This is a fun read, somewhat formulaic but Kendall’s unusual voice makes the formula feel new. Beneath the storybook action is a quiet exploration of intellectual honesty; the villagers—especially The Periods—tend to do things just because that’s the way they’ve always been done, without pondering the origins of the customs. Muggles, though fearful of the social consequences of coloring outside the lines, can’t help but ask questions.
There’s a sequel, The Whisper of Glocken, which Rose and Jane have beat me to. They enjoyed it.
The cover of the current paperback edition is perfectly dreadful. I tried not to look at it too much.

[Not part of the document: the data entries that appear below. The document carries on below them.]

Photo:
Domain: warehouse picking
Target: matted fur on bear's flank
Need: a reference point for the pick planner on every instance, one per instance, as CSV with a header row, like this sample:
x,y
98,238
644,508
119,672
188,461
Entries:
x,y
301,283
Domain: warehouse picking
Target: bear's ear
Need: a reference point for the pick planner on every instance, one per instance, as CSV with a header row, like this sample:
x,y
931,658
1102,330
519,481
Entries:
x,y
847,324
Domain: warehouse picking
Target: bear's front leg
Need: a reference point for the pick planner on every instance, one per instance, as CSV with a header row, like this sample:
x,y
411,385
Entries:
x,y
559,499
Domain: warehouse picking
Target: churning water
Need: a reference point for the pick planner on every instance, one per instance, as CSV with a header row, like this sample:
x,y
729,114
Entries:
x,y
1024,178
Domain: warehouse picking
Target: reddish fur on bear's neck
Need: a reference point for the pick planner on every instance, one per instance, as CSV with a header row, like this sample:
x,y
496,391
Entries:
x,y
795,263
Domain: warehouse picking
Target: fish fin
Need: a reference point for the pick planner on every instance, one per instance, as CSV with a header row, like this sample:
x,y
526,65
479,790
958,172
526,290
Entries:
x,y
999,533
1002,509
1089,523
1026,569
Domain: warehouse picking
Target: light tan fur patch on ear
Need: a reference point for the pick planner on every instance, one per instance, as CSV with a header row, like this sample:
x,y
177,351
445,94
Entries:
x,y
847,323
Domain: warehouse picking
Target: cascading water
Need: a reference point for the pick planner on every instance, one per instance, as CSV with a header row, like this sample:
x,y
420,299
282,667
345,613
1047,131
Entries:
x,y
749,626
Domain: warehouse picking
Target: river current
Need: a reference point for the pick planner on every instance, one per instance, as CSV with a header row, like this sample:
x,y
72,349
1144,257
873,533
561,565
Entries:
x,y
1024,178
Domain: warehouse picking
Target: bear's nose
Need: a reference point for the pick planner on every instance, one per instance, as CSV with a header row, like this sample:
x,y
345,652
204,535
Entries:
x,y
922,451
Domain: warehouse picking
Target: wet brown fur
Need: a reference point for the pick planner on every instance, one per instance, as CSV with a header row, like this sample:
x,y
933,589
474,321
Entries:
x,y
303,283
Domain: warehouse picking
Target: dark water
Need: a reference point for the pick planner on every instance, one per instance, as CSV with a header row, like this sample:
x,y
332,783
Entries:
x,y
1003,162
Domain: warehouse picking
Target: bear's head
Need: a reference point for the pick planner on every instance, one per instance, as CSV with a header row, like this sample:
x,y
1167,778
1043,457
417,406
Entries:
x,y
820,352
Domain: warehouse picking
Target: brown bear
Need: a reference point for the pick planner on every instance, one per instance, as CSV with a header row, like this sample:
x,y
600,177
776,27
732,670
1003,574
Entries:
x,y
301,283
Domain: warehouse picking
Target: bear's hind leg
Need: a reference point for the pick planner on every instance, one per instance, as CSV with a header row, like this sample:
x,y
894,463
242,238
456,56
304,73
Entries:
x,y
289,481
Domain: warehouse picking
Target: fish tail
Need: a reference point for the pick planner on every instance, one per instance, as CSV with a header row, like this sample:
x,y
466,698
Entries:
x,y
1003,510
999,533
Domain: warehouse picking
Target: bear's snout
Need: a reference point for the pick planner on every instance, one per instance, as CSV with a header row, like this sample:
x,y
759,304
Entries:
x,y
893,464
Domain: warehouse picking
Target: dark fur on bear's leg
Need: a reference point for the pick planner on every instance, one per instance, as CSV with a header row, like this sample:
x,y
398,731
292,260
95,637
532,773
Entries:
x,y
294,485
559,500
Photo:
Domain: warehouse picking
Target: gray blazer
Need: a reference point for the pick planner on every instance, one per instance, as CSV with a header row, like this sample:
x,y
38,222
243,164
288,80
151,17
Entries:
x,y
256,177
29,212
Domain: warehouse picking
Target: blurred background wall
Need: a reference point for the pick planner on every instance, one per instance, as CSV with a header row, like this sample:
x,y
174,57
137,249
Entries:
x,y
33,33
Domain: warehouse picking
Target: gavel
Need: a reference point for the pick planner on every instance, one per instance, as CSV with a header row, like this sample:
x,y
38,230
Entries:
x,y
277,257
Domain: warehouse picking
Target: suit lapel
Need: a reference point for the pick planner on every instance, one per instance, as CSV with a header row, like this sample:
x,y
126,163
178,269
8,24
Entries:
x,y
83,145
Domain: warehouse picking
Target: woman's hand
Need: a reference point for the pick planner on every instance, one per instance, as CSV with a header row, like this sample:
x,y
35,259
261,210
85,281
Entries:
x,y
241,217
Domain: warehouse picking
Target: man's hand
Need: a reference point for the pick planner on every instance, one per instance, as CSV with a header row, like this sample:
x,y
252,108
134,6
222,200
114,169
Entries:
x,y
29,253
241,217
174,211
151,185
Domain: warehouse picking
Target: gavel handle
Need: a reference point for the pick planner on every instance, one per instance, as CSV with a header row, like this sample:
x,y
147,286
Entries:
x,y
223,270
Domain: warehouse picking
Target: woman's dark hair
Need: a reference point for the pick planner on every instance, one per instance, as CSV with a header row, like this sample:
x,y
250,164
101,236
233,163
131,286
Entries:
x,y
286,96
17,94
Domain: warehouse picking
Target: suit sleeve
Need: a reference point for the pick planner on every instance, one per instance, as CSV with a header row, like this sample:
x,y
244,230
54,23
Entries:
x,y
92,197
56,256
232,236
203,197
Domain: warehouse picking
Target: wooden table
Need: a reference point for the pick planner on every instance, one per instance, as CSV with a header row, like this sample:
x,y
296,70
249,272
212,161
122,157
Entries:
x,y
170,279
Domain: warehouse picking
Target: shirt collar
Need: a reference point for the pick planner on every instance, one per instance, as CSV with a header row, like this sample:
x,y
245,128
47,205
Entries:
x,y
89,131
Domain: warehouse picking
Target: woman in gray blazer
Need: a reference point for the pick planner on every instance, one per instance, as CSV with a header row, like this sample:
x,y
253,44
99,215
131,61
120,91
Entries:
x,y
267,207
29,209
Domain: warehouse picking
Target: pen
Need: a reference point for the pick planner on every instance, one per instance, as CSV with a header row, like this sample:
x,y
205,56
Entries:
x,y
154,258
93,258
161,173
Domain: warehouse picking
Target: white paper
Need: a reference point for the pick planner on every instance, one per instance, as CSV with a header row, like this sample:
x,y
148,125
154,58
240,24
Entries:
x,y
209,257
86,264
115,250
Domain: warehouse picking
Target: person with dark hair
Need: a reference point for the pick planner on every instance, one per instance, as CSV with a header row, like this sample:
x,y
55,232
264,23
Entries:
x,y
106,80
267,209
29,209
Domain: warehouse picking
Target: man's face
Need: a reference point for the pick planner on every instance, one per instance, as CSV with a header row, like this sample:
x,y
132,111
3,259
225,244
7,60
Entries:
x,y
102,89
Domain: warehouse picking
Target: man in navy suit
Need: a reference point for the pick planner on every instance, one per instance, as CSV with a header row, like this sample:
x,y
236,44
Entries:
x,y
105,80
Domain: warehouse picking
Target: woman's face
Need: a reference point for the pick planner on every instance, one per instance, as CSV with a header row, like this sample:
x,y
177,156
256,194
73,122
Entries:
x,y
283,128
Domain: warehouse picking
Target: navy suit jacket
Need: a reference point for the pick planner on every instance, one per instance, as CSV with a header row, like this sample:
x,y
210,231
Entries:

Here’s my old post about Kendall’s wonderful The Firelings, which also takes a look at the relationship between custom and reason.
I’m reading the girls a book I discovered at age ten or eleven and read with immense relish several times over the next few years: The Firelings by Carol Kendall. I’m enjoying it just as much this time around. And it’s one of those “oh please, just ONE more chapter” books for the kids.
The Firelings are a halfling people who live in the shadow of a volcano they call Belcher. The village legends tell of Belcher’s former life as a Sky Creature who danced a little too energetically one day and stomped a hole in the floor of the sky, through which he tumbled into a sea of his own brine. This misfortune, as far as the Firelings can tell, left Belcher in rather an irascible state. From time to time—dark times in Fireling history—he has required a tasty Morsel to prevent his crotchety temper from erupting with disastrous effect. And once, long ago (so the legends tell), a group of Firelings actually dared to attempt to leave Belcher’s sprawling body, seeking exit through the fabled Way of the Goat. Belcher punished them with a terrible Spewing, and ever since, the survivors have tiptoed very carefully, attempting to interpret Belcher’s wishes in the bubblings of mud near his Throat.
Now Belcher’s belly has once more begun to emit ominous rumblings, and his fiery tongue has been seen darting out of his mouth as if to suggest he is craving another Morsel…and in the whispers around the village, a certain name pops up with an alarming frequency. What will this mean for young Tacky-obbie and his friends Life, Trueline, Milk, and Mole Star? My kids are desperate to find out. I know, but I’m not telling.